Not so, says Susan Lennon of the Connecticut-based Women’s College Coalition. Women’s colleges still serve a purpose, she says. “Women continue to remain underrepresented in key leadership positions and the STEM fields: Science, Technology, Engineering and Mathematics,” Lennon said.

At TWU, I earned a degree in Computer Science and a minor in Mathematics. I went on to earn a M.S. in Electrical Engineering though a partner program at Texas Tech University. TWU provided opportunities for me to intern at Texas Instruments, and gave me invaluable experience that has reaped tremendous dividends a decade later. There were some men in our department at TWU, but they were the minority. Much different when I went to Texas Tech and I was the minority! I know without a doubt that TWU prepared me in a way that going to a large university like the University of Texas or Texas A&M could not. I was automatically accepted to those schools because of my high school ranking, but I was never interested in attending there. I chose TWU because they offered me a full ride. I didn’t want to attend a woman’s university (perhaps I was a little boy crazy), but I sure am glad that I did attend TWU.

Now, I am a Doctoral Candidate in Engineering Education at Purdue University focusing my research on closing the gender gap in participation and in the fields of STEM. This is what I am truly passionate about and will dedicate my life to the lessons of diversity and equity I was introduced to at TWU. There still is a place for women’s colleges as evidenced in my experience, and I aim to do my part to support the efforts of these institutions.


What do you think about all female institutions, or a school like Texas Woman’s University that isn’t all female, but still caters to women? Would you have considered attending a women’s college, if you didn’t happen to attend one? If you did, what was your experience? Would you send your daughter to a all-girls’ prep school if you were able?  Why?

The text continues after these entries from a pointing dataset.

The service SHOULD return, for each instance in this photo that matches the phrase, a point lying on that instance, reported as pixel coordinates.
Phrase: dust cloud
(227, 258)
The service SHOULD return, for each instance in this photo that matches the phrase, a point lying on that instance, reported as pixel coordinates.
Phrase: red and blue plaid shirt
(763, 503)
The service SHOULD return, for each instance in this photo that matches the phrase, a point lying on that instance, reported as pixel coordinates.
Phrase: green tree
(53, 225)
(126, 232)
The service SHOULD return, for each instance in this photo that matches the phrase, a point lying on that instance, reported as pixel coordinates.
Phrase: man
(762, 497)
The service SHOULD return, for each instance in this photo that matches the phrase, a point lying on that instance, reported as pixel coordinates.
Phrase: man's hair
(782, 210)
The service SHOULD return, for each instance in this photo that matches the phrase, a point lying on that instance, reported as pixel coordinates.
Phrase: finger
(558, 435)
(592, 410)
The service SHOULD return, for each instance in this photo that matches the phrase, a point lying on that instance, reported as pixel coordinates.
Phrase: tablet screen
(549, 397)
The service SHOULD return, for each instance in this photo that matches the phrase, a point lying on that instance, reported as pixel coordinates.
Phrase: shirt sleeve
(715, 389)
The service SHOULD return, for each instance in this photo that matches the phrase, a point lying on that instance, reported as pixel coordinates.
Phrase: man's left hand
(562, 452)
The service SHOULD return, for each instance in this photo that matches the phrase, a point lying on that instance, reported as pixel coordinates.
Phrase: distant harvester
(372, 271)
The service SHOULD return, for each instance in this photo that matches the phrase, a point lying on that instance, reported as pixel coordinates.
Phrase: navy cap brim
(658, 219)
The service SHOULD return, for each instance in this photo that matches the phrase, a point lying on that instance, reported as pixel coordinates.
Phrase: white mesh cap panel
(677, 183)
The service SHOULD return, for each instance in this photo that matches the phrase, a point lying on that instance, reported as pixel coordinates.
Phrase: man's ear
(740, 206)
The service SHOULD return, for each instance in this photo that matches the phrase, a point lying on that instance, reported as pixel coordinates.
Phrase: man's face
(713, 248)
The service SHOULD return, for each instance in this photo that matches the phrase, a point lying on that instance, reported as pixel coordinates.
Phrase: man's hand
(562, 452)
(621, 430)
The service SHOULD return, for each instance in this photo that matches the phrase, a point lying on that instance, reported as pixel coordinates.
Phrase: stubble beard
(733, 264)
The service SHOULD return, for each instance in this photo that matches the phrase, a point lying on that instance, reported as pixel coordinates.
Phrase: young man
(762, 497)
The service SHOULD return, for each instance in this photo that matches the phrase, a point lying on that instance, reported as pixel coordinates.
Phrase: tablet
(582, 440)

Some other facts from the article:

  • The number of women’s colleges in the U.S. dropped from more than 200 in 1960 to 83 in 1993, according to a U.S. Department of Education report. Today, the Women’s College Coalition lists 47 member colleges.
  • According to the National Center for Education Statistics, collective national enrollment at women’s colleges fell from about 113,000 in 1998 to 86,000 in 2010.